Oberes Wiesental Imkerverein oberes Wiesental: Knapp 400 Bienenvölker betreut

MT
Karl Bläsi, Walter Falger und Kurt Strütt (v. l.) hoffen auf eine gute Honigernte. Foto: MT/zVg

Die Qualität des heimischen Honigs ist ausgesprochen gut – das flüssige Gold allerdings ein rares Gut, bilanzierte jüngst der Imkerverein Oberes Wiesental.

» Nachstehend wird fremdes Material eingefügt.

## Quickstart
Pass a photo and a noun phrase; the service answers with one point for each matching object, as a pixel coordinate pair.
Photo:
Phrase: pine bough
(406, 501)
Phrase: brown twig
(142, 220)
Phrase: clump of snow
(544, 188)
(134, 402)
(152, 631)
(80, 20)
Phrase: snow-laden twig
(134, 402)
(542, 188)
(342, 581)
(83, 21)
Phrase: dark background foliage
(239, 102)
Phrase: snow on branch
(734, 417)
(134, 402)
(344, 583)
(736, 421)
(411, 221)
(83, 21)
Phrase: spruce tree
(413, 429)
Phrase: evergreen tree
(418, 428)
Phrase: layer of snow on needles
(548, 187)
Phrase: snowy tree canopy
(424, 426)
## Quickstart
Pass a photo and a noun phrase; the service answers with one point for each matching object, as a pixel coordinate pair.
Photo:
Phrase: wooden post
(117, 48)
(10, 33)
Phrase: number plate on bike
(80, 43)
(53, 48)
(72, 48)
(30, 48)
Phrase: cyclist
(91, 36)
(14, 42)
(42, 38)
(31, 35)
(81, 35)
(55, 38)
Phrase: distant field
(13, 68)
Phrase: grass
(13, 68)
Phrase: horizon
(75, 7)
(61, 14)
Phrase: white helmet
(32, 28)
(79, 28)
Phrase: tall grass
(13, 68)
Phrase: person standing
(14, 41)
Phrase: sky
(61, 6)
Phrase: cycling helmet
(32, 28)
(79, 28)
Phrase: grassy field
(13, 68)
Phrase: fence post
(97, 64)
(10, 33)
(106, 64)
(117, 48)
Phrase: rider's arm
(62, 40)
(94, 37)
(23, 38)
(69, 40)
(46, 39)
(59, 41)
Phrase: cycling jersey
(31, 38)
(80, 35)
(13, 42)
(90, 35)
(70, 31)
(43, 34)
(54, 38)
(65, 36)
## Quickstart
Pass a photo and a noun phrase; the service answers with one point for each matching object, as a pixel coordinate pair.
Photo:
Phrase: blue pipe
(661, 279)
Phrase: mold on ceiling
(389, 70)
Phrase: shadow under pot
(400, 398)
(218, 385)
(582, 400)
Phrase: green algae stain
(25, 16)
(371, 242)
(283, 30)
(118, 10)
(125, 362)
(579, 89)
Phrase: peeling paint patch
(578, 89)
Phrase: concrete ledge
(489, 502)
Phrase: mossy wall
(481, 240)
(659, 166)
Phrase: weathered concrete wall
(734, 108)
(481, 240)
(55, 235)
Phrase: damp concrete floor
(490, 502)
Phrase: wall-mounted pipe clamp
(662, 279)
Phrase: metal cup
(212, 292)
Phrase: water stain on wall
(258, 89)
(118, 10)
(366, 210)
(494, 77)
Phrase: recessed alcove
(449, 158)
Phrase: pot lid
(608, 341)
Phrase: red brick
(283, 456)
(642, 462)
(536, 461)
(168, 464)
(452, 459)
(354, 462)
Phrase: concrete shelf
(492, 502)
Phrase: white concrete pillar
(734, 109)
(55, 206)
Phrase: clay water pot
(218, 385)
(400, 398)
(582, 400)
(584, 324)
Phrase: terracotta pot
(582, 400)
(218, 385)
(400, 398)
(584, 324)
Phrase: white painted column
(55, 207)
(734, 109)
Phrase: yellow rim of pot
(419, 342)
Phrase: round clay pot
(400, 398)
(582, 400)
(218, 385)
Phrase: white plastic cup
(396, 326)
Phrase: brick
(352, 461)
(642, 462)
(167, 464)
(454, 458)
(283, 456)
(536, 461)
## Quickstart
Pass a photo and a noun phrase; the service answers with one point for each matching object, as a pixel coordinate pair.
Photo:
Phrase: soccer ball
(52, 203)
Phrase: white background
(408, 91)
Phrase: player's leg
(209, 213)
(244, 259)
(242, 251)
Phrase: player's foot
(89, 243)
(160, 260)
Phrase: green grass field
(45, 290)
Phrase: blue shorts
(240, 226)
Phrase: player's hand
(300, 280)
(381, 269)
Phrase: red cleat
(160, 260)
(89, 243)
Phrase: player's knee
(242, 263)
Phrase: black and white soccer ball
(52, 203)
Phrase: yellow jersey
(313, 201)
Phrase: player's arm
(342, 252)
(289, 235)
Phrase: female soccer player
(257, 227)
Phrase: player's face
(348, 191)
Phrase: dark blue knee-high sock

Zur jährlich stattfindenden Mitgliederversammlung der Imker im oberen Wiesental fanden sich jüngst einige Mitglieder im Gasthaus Rössle in Geschwend zusammen.

Knapp 400 Bienenvölker

Vorsitzender Walter Falger und Schriftführerin Ramona Bläsi zogen Bilanz über das vergangene Jahr. Der Imkerverein oberes Wiesental zählt derzeit 77 Imker, davon 12 Frauen. Betreut werden 399 Bienenvölker. Durch das trockene Wetter im vergangenen Jahr habe es bisweilen nur sehr wenig Honig gegeben – der Qualität des heimischen Honigs habe das aber keinen Abbruch getan, bilanzierte der Verein, der für dieses Jahr auf eine gute Honigernte hofft.

Bei der Versammlung vereinbart wurden auch weitere Treffen: Künftig werden die Imker des oberen Wiesentals wieder einmal monatlich zum Austausch zusammenkommen.

Für Verdienste geehrt

Mit der Bronzenen Ehrennadel des Deutschen Imkerbundes für hervorragende Verdienste um die Bienenzucht ausgezeichnet wurde Karl Bläsi. Die Ehrennadel in Gold erhielt Sebastian Matt. Kurt Strütt wurde zum Ehrenmitglied ernannt.